It's not the fault of the language itself. But the behaviour gives people bad vibes, and they don't want to associate with the community anymore.

Keep in mind. Learning a language usually also means you interact with the people in the ecosystem at some point.

The community seems normal? Take this popular thread for example:

https://www.reddit.com/r/rust/comments/1tcrmjs/rewrite_bun_i...

Many seems to be very skeptical and concerned about Bun being vibecoded.

The rest of the subreddit is basically people showing off their work.

It's not about if the entire community is weird. But that a few vocal people doing something becomes the first impression of the ecosystem. Which is turning people off from exploring further, as you can see in this thread.

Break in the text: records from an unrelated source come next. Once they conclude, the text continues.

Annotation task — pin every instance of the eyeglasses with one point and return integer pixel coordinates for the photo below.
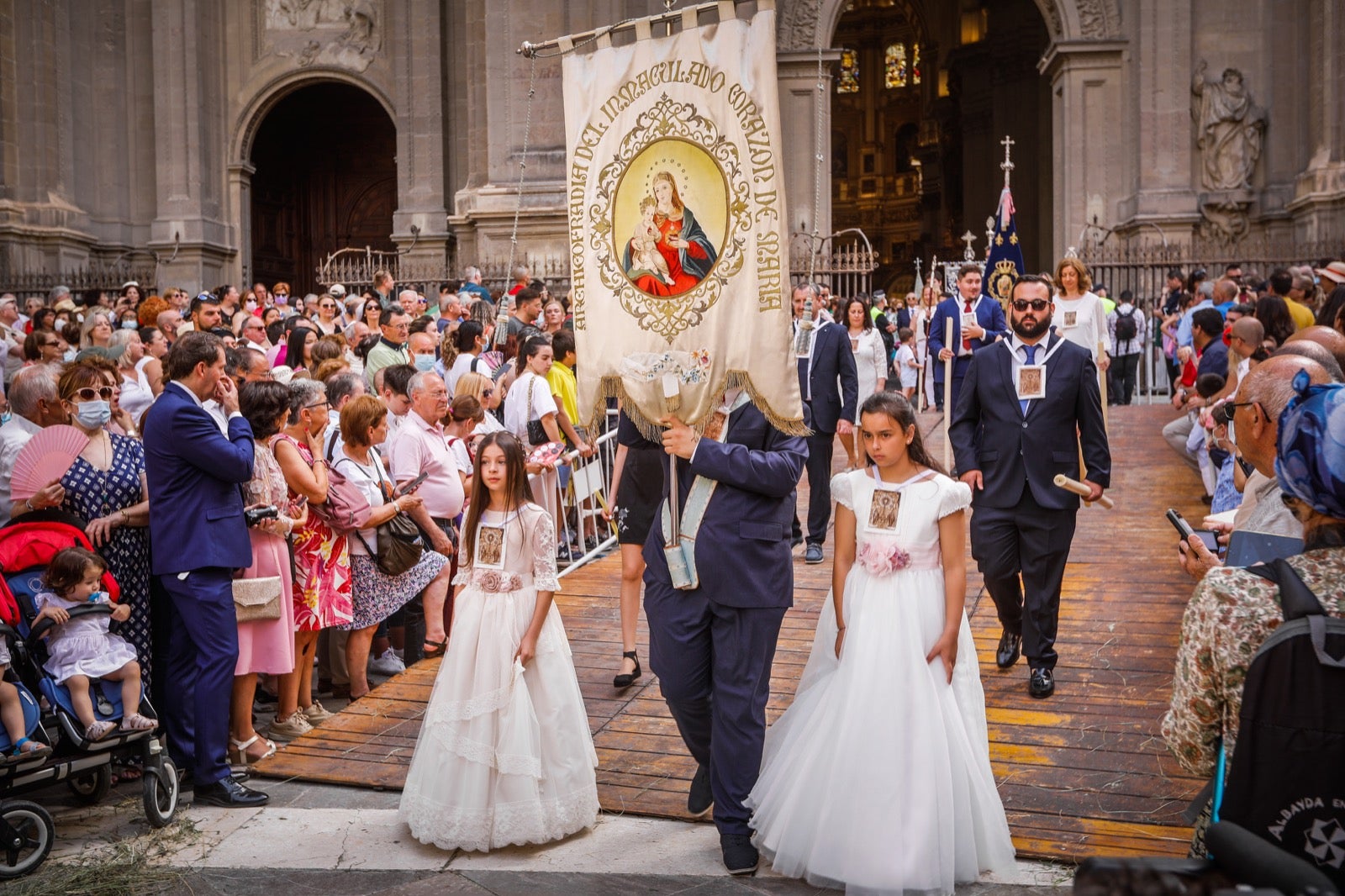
(89, 393)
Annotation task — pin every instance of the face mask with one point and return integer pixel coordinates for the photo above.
(93, 414)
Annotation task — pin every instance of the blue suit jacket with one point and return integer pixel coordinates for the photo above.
(194, 472)
(990, 434)
(836, 383)
(743, 546)
(989, 315)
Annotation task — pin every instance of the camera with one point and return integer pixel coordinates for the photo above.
(256, 514)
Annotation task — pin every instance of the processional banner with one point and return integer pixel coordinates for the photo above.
(678, 253)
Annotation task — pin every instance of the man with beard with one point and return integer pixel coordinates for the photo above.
(1020, 420)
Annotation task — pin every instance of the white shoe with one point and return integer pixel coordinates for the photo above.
(387, 663)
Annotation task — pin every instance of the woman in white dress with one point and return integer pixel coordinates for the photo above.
(504, 754)
(871, 358)
(1080, 316)
(878, 777)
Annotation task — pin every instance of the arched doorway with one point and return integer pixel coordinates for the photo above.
(925, 92)
(326, 178)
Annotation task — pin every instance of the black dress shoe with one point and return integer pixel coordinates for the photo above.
(1006, 654)
(699, 799)
(1042, 683)
(229, 794)
(740, 856)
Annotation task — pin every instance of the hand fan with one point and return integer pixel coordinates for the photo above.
(546, 454)
(45, 459)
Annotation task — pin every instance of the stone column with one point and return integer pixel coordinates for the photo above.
(802, 112)
(420, 222)
(1087, 87)
(190, 225)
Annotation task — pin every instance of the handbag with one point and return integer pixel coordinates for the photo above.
(257, 599)
(535, 430)
(398, 540)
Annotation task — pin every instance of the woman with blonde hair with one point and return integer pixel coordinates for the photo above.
(1080, 316)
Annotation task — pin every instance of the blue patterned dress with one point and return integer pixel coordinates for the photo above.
(93, 493)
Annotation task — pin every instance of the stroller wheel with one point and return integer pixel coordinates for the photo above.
(26, 835)
(92, 786)
(161, 793)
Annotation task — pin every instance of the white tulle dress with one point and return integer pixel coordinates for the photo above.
(504, 754)
(878, 777)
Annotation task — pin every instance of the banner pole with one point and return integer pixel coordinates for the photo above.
(947, 396)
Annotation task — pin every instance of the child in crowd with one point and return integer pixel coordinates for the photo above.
(504, 754)
(885, 743)
(908, 369)
(82, 649)
(11, 716)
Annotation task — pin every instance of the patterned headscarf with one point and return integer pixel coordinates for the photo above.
(1311, 447)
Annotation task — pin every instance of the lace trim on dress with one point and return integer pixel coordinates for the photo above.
(499, 825)
(475, 751)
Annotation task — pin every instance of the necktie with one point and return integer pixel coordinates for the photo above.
(1032, 358)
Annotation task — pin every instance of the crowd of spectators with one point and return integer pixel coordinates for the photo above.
(389, 387)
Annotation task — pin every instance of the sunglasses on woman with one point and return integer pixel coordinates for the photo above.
(89, 393)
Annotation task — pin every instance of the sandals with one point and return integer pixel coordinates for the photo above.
(239, 754)
(134, 721)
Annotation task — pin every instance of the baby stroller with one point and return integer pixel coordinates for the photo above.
(27, 546)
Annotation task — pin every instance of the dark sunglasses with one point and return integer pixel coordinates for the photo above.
(89, 393)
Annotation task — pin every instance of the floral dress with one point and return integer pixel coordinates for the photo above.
(92, 493)
(322, 566)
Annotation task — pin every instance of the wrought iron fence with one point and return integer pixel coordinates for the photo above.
(845, 261)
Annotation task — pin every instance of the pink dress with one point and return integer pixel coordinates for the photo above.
(322, 562)
(268, 645)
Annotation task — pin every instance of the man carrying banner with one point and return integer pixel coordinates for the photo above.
(712, 645)
(977, 323)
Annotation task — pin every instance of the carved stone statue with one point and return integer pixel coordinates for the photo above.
(1228, 129)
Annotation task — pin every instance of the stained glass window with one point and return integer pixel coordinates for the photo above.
(849, 80)
(894, 66)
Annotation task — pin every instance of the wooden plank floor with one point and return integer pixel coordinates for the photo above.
(1084, 772)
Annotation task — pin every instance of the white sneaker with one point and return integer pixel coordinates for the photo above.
(387, 663)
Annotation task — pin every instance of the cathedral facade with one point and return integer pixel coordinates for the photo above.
(225, 141)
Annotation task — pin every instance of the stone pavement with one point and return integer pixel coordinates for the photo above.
(338, 841)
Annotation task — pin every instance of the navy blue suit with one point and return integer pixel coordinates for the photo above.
(1021, 521)
(712, 646)
(990, 316)
(197, 539)
(831, 389)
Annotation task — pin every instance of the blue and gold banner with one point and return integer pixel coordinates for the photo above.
(1004, 264)
(677, 230)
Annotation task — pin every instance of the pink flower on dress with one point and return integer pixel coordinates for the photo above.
(883, 557)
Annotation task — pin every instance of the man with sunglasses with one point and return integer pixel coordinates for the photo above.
(977, 323)
(1010, 451)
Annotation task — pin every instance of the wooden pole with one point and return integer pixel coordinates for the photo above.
(947, 394)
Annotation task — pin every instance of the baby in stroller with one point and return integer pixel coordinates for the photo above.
(82, 649)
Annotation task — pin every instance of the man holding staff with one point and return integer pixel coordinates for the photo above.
(1024, 410)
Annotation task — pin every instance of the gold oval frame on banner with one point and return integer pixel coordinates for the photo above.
(667, 123)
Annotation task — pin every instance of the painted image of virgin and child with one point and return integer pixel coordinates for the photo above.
(669, 252)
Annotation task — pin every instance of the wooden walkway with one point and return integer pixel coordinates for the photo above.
(1084, 772)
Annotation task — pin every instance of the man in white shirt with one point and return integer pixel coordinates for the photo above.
(33, 396)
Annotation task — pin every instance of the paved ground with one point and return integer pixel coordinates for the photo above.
(338, 841)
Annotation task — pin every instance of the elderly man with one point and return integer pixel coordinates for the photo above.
(33, 396)
(390, 350)
(1254, 425)
(423, 451)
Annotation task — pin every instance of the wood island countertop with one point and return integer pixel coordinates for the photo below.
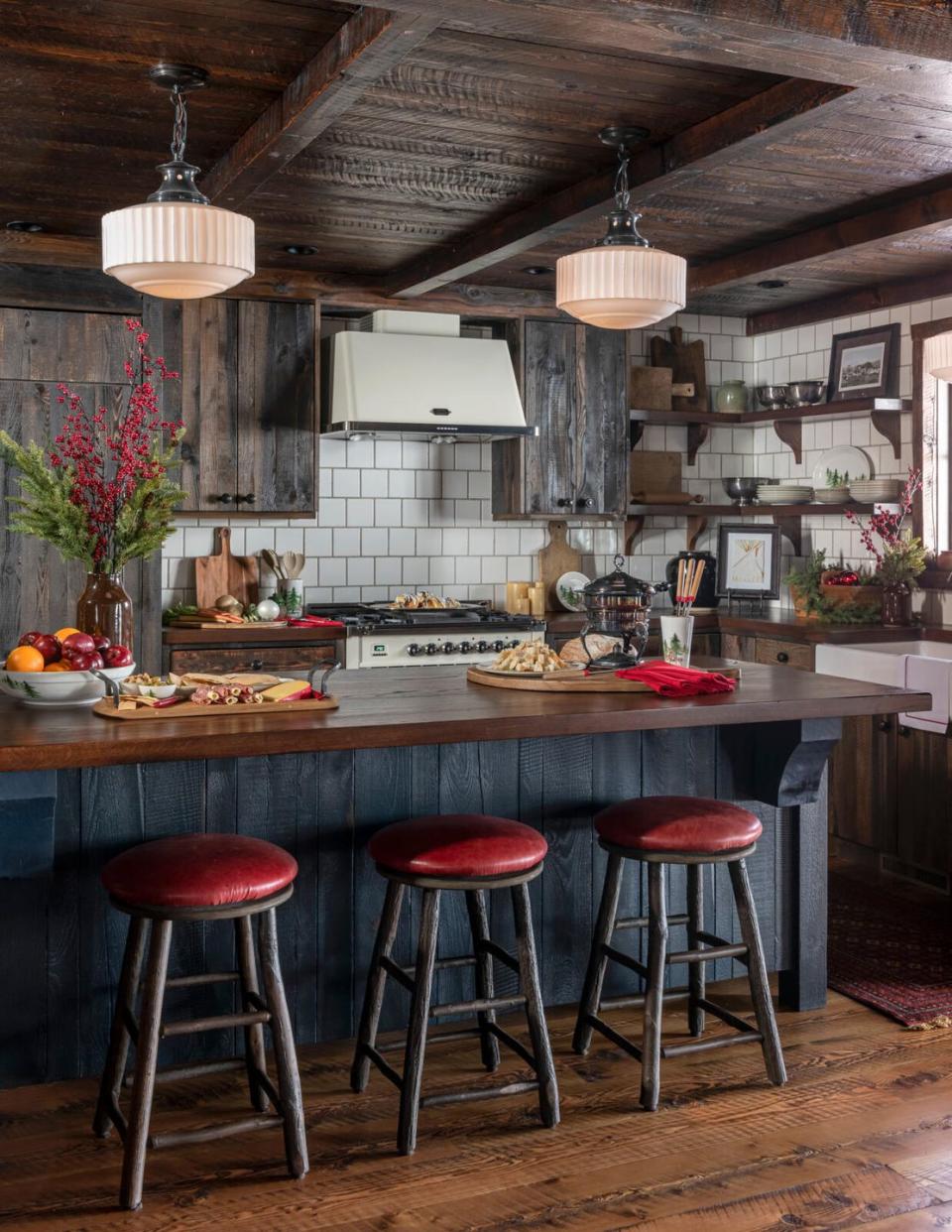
(388, 707)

You can make the case that if something like this turns you off from diving deeper into the language you probably weren't that motivated to begin with. But it is a noticable effect. This post isn't the first time I see it either. Rust has become a meme amongst my colleagues because things keep popping up with "Build with Rust" before mentioning anything of substance of the project. The phrase "Did you know Rust is memory safe?" is also a running joke in my IRL dev surroundings now.

I mean, yeah... but I bet if Zig gets really popular, it will attract similarly toxic weirdoes.

Also if we're only judging whole communities by their toxic minorities, then... I'm so sorry Americans reading this, I've got some bad news for you, lol

What I'm trying to say is, it's best to try <a thing> for yourself, and see if it fits your preferences, rather than letting others stop you from exploring.

> What I'm trying to say is, it's best to try <a thing> for yourself, and see if it fits your preferences, rather than letting others stop you from exploring.

Yes, that is the rational thing to do. I don't think anybody disagrees with that. But that's not how a lot of people go throughout their day. There are a gazillion languages to pick up nowadays, and I think many experienced devs only have a casual interest in picking up a new one. If you've been interested in picking up a system language, I can easily see why you would steer away from Rust towards Zig.

And just to clarify here. You shouldn't judge an entire community based on their toxic minority. But as a community, you can't also ignore your toxic minority. Like it or not, they do represent you. And they do scare away potential newcomers who aren't already sold on the language.

I don't think anyone's disagreeing with you that it's "best", but people are stubborn, irrational beings at heart.

> if people are being lazy and tribal?

I have seen developers and managers having an attitude of arrogance just because they happen to code in a specific language. They also look down upon other developers just because they happen to code in some other language. Evangelism combined with arrogance is toxic.

Rust is definitely a hotbed for the kind of smells/red flags I used to associate with C++ Template Demons. "I typed every line myself" ok and?

> I used to associate with C++ Template Demons.

Reminds me of a colleague who rewrote the entire standard template library from scratch to demonstrate his uber-templating knowledge. He was the only one who could debug problems in that. The rest of us were ordinary c++ coders.

I've always found juniors to be the most prone to being "clever". Writing complex things for the sake of it. And it's one of the things I think you need to get over if you want to be considered medior/senior. A senior that loves being clever in an actual product is dangerous. Keep that stuff for hobby projects.

At a web agency I used to work at this was definitely a thing we had to teach the juniors. Whatever you built now is going to end up in maintenance with a support team that doesn't have as deep of an understanding of the project. Being overly clever now is going to be a pain in the ass later.

"Keep It Simple, Stupid" is an important skill for a professional.